Araştırma çarpıcı sonucu gösterdi: COVID sonrası yorgunluk ve beyin sisinin nedeni ne?

Yeni araştırmalar, bazı uzun süreli COVID-19 semptomlarının kan mikro pıhtıları ve beyaz kan hücresi kaynaklı yapılar (NET’ler) ile ilişkili olabileceğini ortaya koyuyor. Bu keşif, hem tanı hem de tedavi için umut vaat eden bir hedef sunuyor.
Montpellier Üniversitesi’nden genetikçi Alain Thierry liderliğindeki araştırma ekibi, uzun COVID hastalarının kan örneklerinde alışılmadık mikro yapılar tespit etti. Bu yapılar, beyin sisi, yorgunluk ve diğer uzun süreli semptomlarla bağlantılı olabileceği düşünülüyor.
Mikro pıhtılar ilk kez ciddi şekilde incelendi
2021’de Güney Afrika’daki Stellenbosch Üniversitesi’nden Resia Pretorius, uzun COVID hastalarında mikro pıhtıların olabileceğini öne sürmüştü. Mikro pıhtılar, küçük olmalarına rağmen kapillerlerde kan akışını engelleyebiliyor. Thierry’nin 2022 çalışması ise NET’lerin uzun COVID hastalarında arttığını göstermişti.
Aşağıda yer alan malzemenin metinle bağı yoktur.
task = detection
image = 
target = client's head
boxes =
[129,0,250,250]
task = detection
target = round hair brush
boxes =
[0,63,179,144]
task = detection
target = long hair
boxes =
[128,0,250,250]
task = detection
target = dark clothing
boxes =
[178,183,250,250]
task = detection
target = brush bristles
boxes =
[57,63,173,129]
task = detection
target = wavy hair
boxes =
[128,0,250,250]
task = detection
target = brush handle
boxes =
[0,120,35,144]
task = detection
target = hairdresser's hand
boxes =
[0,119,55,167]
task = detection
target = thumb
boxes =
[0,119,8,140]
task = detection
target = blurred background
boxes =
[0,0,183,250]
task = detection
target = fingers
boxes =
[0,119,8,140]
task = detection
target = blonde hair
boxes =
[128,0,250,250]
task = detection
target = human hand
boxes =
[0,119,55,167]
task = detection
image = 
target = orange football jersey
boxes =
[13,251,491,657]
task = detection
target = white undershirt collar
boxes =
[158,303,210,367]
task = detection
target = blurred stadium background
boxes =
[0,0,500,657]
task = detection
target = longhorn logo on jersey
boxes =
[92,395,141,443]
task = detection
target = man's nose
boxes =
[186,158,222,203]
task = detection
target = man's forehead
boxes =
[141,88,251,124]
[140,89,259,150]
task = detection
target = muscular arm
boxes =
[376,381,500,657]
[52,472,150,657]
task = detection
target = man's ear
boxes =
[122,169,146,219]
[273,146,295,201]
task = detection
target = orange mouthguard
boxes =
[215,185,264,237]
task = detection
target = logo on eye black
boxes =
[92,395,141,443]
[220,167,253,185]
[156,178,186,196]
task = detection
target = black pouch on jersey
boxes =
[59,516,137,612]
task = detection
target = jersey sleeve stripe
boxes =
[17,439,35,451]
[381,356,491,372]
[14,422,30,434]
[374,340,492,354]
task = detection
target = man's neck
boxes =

NET’ler, beyaz kan hücrelerinin bağışıklık savunması için salgıladığı DNA ve enzim ağı yapılarıdır.
Yeni bulgular: NET’ler mikro pıhtıların içinde
Araştırmacılar, Fransa ve Güney Afrika’dan 50 uzun COVID hastası ve 38 sağlıklı gönüllünün kan örneklerini inceledi. Sonuçlar, uzun COVID hastalarının mikro pıhtı sayısının sağlıklı bireylere göre 19,7 kat fazla olduğunu ve pıhtıların boyutlarının da büyük olduğunu gösterdi. Ayrıca NET’ler, bu mikro pıhtıların içinde fiziksel olarak gömülü olarak bulundu. Bu etkileşim, pıhtıların normalde vücudun parçaladığı fibrin çözücü süreçten daha dirençli olmasına neden olabiliyor.
Tanı ve tedavi için potansiyel bir yol
Araştırmada yapay zekâ, anonimleştirilmiş örnekler üzerinden uzun COVID hastalarını yüzde 91 doğrulukla tanımlayabildi. Bu bulgu, mikro pıhtılar ve NET’lerin uzun COVID’in biyobelirteçleri olarak kullanılabileceğini gösteriyor. Thierry, “Mikro pıhtılar ve NET’ler arasındaki bu fizyolojik etkileşim bozulduğunda hastalık yapıcı hale gelebilir” diyor.
Araştırma hâlâ erken aşamada
Uzmanlar, bu bulguların sebep-sonuç ilişkisini kesin olarak ortaya koymadığını belirtiyor. Ancak araştırma, uzun COVID yaşayan kişiler için potansiyel tedavi ve rahatlama yolları sunma açısından önemli bir adım.
Araştırma, Journal of Medical Virology’de yayımlandı.